| Autor: karolina1989

Rosja: Zakazu importu owoców miękkich nie było

Rosyjska Federalna Służba ds. nadzoru w sferze praw konsumentów oznajmiła, że zakaz o jakim wspominały w ciągu ostatnich dni media jest dla nich sporym zaskoczeniem. Uparcie twierdzi, że nie wprowadziła na terytorium swojego kraju zakazu importu owoców miękkich pochodzących z Unii Europejskiej.

Rosja: Zakazu importu owoców miękkich nie było

Wcześniejsze informacje wskazywały na to, że Stowarzyszenia Firm Handlu Detalicznego otrzymały od Federalnej Służby ds. nadzoru w sferze praw konsumenckich, która jest odpowiednikiem unijnych służb sanitarno- epidemiologicznych,  nakaz wycofania z obiegu owoców miękkich, które zostały zaimportowane z krajów UE.

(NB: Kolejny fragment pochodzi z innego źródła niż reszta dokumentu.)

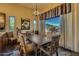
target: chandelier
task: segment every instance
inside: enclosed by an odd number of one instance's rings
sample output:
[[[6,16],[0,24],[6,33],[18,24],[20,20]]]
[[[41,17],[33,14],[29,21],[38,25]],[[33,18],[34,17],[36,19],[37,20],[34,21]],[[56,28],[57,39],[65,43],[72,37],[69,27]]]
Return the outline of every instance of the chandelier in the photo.
[[[34,13],[33,13],[33,14],[34,14],[35,16],[38,16],[38,15],[39,15],[39,12],[38,12],[38,10],[37,10],[37,3],[36,3],[36,5],[35,5],[35,6],[36,6],[36,7],[35,7],[36,9],[35,9],[35,11],[34,11]]]

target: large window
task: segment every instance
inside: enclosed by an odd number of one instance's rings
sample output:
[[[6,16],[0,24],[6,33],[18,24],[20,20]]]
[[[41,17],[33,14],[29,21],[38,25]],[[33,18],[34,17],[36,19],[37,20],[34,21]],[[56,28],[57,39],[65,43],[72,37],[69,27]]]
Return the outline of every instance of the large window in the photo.
[[[50,28],[56,28],[58,31],[60,31],[60,25],[61,25],[61,19],[60,16],[57,16],[55,18],[49,18],[45,20],[45,32],[51,32]]]
[[[14,31],[14,26],[15,26],[15,16],[9,16],[9,28],[10,31]]]

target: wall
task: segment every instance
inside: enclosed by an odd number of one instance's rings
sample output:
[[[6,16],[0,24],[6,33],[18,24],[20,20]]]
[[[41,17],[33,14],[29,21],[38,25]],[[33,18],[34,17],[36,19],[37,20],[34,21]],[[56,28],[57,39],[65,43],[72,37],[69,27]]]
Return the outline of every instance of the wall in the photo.
[[[9,31],[9,16],[15,16],[15,28],[21,26],[21,17],[29,18],[31,21],[33,17],[33,10],[18,4],[0,4],[0,12],[6,13],[6,31]]]
[[[53,8],[55,8],[57,6],[60,6],[60,5],[61,5],[61,3],[50,3],[50,4],[46,5],[45,8],[41,9],[40,13],[44,13],[44,12],[46,12],[46,11],[48,11],[50,9],[53,9]]]

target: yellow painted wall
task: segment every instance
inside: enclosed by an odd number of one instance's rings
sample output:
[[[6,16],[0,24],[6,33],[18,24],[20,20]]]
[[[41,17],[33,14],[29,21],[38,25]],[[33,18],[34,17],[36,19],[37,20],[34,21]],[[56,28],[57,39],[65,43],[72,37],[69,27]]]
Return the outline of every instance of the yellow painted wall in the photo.
[[[15,28],[20,27],[21,17],[32,20],[33,11],[18,4],[0,4],[0,12],[6,14],[6,31],[9,31],[9,16],[15,16]],[[31,28],[32,29],[32,28]]]

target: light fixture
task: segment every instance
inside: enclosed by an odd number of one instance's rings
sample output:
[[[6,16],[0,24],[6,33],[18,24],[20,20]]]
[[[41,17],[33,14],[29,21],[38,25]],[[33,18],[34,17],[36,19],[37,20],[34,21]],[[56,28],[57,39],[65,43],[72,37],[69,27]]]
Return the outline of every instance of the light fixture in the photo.
[[[36,3],[36,7],[35,7],[35,8],[36,8],[36,9],[35,9],[35,11],[34,11],[33,14],[34,14],[35,16],[37,16],[37,15],[39,15],[39,12],[38,12],[38,10],[37,10],[37,3]]]

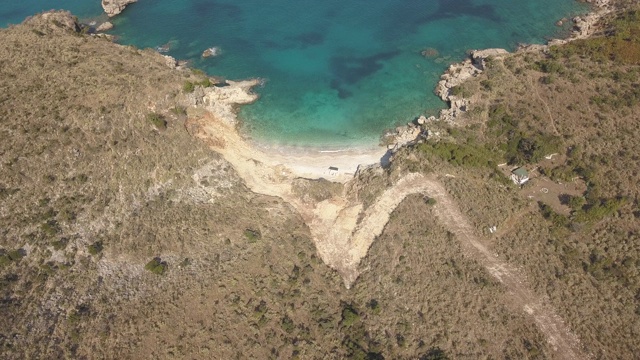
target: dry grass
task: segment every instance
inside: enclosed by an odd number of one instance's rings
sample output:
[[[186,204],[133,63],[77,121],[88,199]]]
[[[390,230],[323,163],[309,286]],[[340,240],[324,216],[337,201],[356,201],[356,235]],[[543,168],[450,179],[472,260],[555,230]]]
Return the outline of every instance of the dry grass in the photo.
[[[611,21],[620,28],[621,19],[634,16]],[[633,43],[640,36],[635,27],[634,22],[626,33]],[[570,46],[584,50],[610,41]],[[461,208],[478,227],[498,225],[494,251],[524,269],[586,351],[596,358],[634,358],[640,326],[640,72],[616,56],[591,58],[559,47],[546,55],[519,53],[491,62],[488,71],[464,85],[475,94],[474,105],[461,127],[450,131],[453,141],[494,150],[514,165],[540,165],[540,180],[546,176],[554,188],[581,178],[586,191],[572,193],[579,201],[571,209],[559,207],[559,199],[547,201],[550,208],[538,204],[544,197],[529,200],[526,186],[518,191],[490,167],[456,163],[438,151],[417,147],[397,166],[455,175],[445,184]],[[514,157],[513,139],[522,138],[551,139],[549,152],[559,152],[565,161]]]

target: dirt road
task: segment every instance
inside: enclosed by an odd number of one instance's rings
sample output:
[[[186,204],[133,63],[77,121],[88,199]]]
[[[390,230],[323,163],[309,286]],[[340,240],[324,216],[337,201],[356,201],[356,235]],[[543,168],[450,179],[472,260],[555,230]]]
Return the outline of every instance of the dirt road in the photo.
[[[360,261],[406,196],[419,193],[436,199],[433,211],[440,222],[461,242],[468,257],[483,264],[505,286],[513,305],[533,318],[556,351],[554,357],[567,360],[588,358],[581,352],[578,338],[555,313],[548,300],[534,294],[523,274],[487,249],[435,177],[417,173],[405,175],[364,213],[363,205],[348,201],[350,197],[346,193],[317,203],[303,202],[292,192],[291,186],[299,176],[291,166],[296,159],[285,159],[287,161],[282,163],[252,148],[232,128],[214,118],[205,116],[190,126],[193,126],[190,132],[223,155],[252,191],[280,197],[300,213],[311,230],[318,254],[325,264],[342,275],[347,287],[358,278]]]
[[[489,273],[506,287],[514,305],[534,319],[556,351],[556,358],[567,360],[589,358],[582,353],[578,337],[555,313],[548,300],[534,294],[523,274],[487,249],[481,239],[475,235],[469,220],[462,214],[441,183],[433,177],[409,174],[385,191],[378,201],[367,209],[365,217],[351,238],[348,262],[350,266],[357,267],[375,237],[382,233],[391,212],[407,195],[414,193],[436,199],[433,210],[438,220],[455,234],[467,256],[483,264]],[[356,271],[357,277],[357,269],[353,270]],[[345,278],[345,282],[348,285],[352,284],[355,281],[354,274],[348,272],[346,275],[348,278]]]

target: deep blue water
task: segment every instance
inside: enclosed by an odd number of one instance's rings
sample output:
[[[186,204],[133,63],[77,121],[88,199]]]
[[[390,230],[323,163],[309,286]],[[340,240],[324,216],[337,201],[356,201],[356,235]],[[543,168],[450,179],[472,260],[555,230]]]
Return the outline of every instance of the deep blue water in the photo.
[[[0,4],[0,25],[49,8],[82,18],[98,0]],[[587,11],[574,0],[139,0],[112,21],[121,43],[170,45],[210,75],[266,79],[243,130],[288,145],[374,143],[386,128],[444,107],[433,88],[469,49],[542,43]],[[221,55],[202,59],[208,47]],[[420,51],[437,50],[425,58]]]

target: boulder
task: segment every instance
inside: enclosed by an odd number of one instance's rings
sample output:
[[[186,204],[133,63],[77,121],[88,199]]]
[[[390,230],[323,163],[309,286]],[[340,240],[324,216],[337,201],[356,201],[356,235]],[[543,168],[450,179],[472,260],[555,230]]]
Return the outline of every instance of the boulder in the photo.
[[[102,8],[109,16],[116,16],[127,7],[127,5],[137,2],[138,0],[102,0]]]
[[[208,58],[208,57],[215,57],[220,55],[220,48],[217,47],[210,47],[208,49],[206,49],[205,51],[202,52],[202,57],[203,58]]]
[[[103,22],[102,24],[100,24],[100,26],[98,26],[96,28],[97,32],[103,32],[103,31],[109,31],[113,29],[113,24],[109,21]]]
[[[478,69],[484,70],[486,66],[486,59],[497,58],[507,54],[509,54],[509,52],[505,49],[484,49],[473,51],[471,53],[471,58],[473,59],[473,64],[477,66]]]

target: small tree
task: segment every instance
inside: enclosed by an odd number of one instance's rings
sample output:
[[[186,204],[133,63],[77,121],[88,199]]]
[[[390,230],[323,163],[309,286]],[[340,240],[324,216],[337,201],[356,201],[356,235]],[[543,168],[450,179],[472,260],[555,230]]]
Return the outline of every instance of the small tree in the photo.
[[[168,265],[166,261],[162,261],[159,257],[155,257],[149,261],[144,268],[156,275],[162,275],[167,271]]]
[[[158,130],[164,130],[167,128],[167,121],[164,119],[164,116],[158,113],[148,113],[147,120]]]

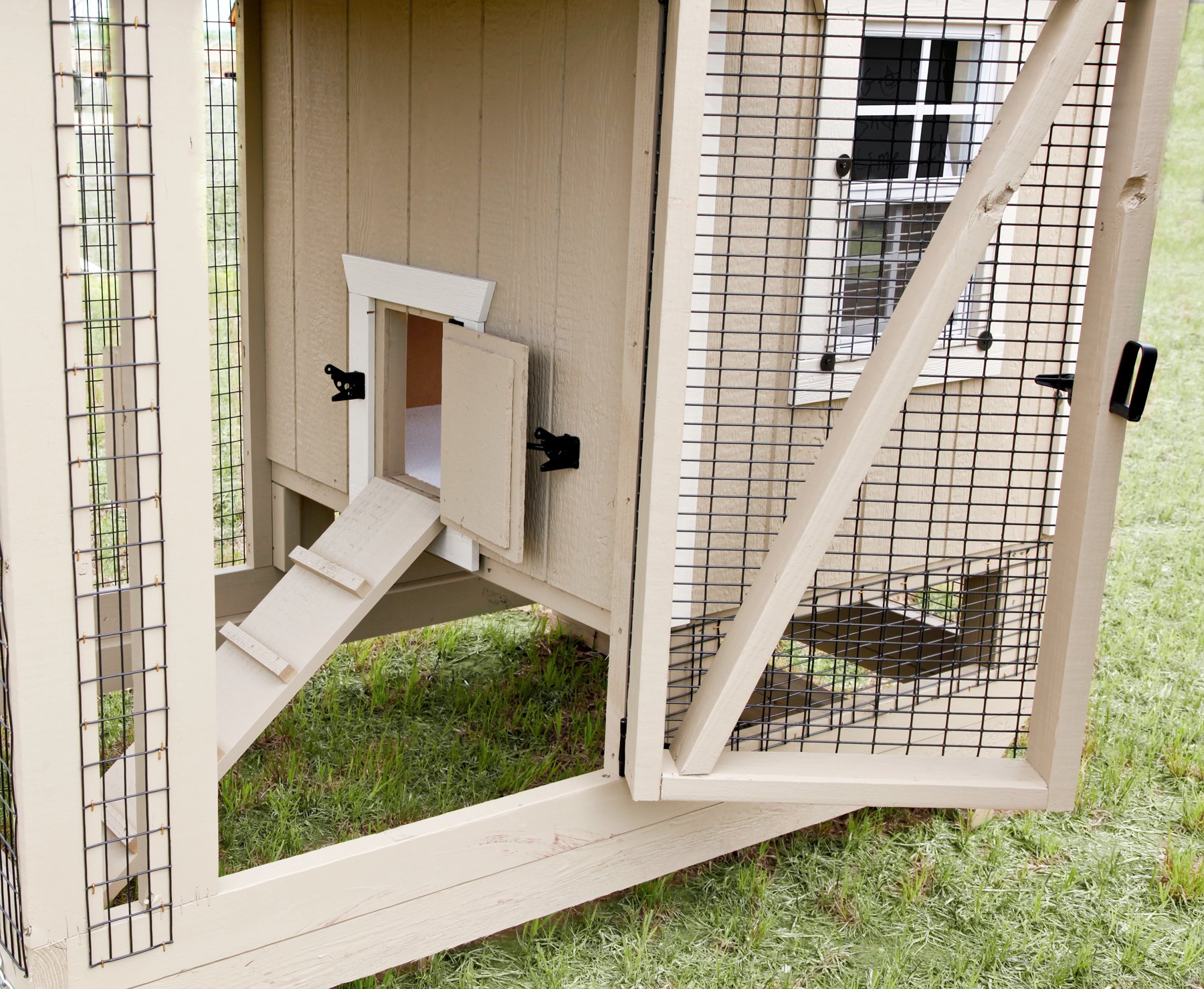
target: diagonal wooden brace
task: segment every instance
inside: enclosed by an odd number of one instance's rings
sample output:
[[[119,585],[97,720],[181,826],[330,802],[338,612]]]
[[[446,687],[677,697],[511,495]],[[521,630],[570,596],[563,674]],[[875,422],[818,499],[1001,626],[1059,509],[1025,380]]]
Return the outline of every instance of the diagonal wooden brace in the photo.
[[[1115,0],[1057,0],[961,188],[786,514],[673,741],[710,772],[898,411],[1045,141]]]

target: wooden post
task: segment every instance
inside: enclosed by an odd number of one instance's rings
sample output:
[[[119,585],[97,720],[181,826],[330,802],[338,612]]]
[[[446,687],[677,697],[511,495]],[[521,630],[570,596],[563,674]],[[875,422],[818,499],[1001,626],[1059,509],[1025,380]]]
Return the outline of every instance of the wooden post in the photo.
[[[660,796],[709,29],[709,4],[669,4],[627,697],[637,800]]]
[[[1060,0],[1050,12],[702,677],[674,738],[672,752],[681,773],[706,773],[715,765],[849,502],[1114,12],[1114,0]],[[659,465],[660,471],[666,466]]]
[[[656,177],[656,116],[660,111],[661,18],[657,0],[641,0],[632,122],[631,210],[627,222],[626,332],[622,342],[622,393],[619,402],[619,457],[614,496],[614,572],[610,579],[610,626],[607,673],[606,772],[619,773],[621,722],[627,704],[627,655],[631,646],[636,494],[638,490],[639,420],[644,394],[644,343],[648,330],[649,217]]]
[[[247,563],[272,564],[272,471],[267,460],[264,325],[264,124],[259,0],[241,0],[236,28],[238,106],[238,298],[242,304],[242,471]],[[288,553],[288,551],[285,551]]]
[[[1109,400],[1121,348],[1140,334],[1186,13],[1187,0],[1125,5],[1028,738],[1051,811],[1073,810],[1079,782],[1125,446]]]

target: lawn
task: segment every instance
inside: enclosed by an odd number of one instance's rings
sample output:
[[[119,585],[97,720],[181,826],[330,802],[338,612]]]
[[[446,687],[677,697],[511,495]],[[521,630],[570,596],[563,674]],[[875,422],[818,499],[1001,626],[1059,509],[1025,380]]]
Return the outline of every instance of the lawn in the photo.
[[[352,985],[1204,984],[1200,7],[1168,158],[1143,330],[1162,363],[1146,418],[1129,432],[1078,810],[976,828],[963,812],[866,810]],[[223,783],[228,870],[592,765],[596,657],[537,616],[452,628],[341,650],[306,688]],[[459,638],[441,644],[439,635]],[[483,663],[495,664],[502,707],[490,707],[501,704],[495,691],[456,678],[462,664]],[[548,712],[566,705],[592,720],[553,724]],[[409,744],[453,744],[471,772],[424,784],[425,757],[407,767],[373,749],[372,723],[346,737],[338,725],[354,720],[353,707],[368,718],[408,711],[419,724]],[[448,711],[460,716],[453,736],[439,728]],[[495,748],[500,717],[509,741]],[[305,738],[289,718],[308,719]],[[538,763],[524,754],[535,741],[547,753]],[[356,782],[371,772],[336,769],[352,754],[377,760],[360,770],[386,770],[377,785]],[[337,800],[319,803],[324,794]]]

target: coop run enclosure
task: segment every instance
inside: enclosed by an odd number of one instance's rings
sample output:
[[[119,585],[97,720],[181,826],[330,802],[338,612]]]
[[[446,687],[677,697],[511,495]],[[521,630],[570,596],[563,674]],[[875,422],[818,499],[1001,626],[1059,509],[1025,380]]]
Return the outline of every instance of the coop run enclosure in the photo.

Około 7 czerwca rosyjskie media huczały od wiadomości, że unijne truskawki, poziomki, żurawiny, borówki i jagody nie mają prawa znajdować się na terenie Rosji. Co więcej jako źródło swoich informacji podawały właśnie służbę federalną i twierdziły, że zakaz ten jest kolejną reakcją na falę zatruć pokarmowych pałeczką okrężnicy EHEC w krajach UE. 

W obliczu takich doniesień zbiór borówki jak i innych owoców miękkich będzie stawał się coraz mniej opłacalny.

Stopniowo pojawiały się kolejne informacje, które twierdziły, ze na granicy między Rosją, a Białorusią wstrzymywane są transporty tych owoców i wysyłane powrotem do nadawcy. Następnego dnia 87 partii świeżych i mrożonych warzyw i owoców miękkich pochodzących z krajów unijnych znajdowało się na terenie urzędu celnego w Smoleńsku.

Powstałe zamieszanie okazuje się jak widać jakąś straszną pomyłką. Rosja uparcie wypiera się wprowadzenia takiego zakazu.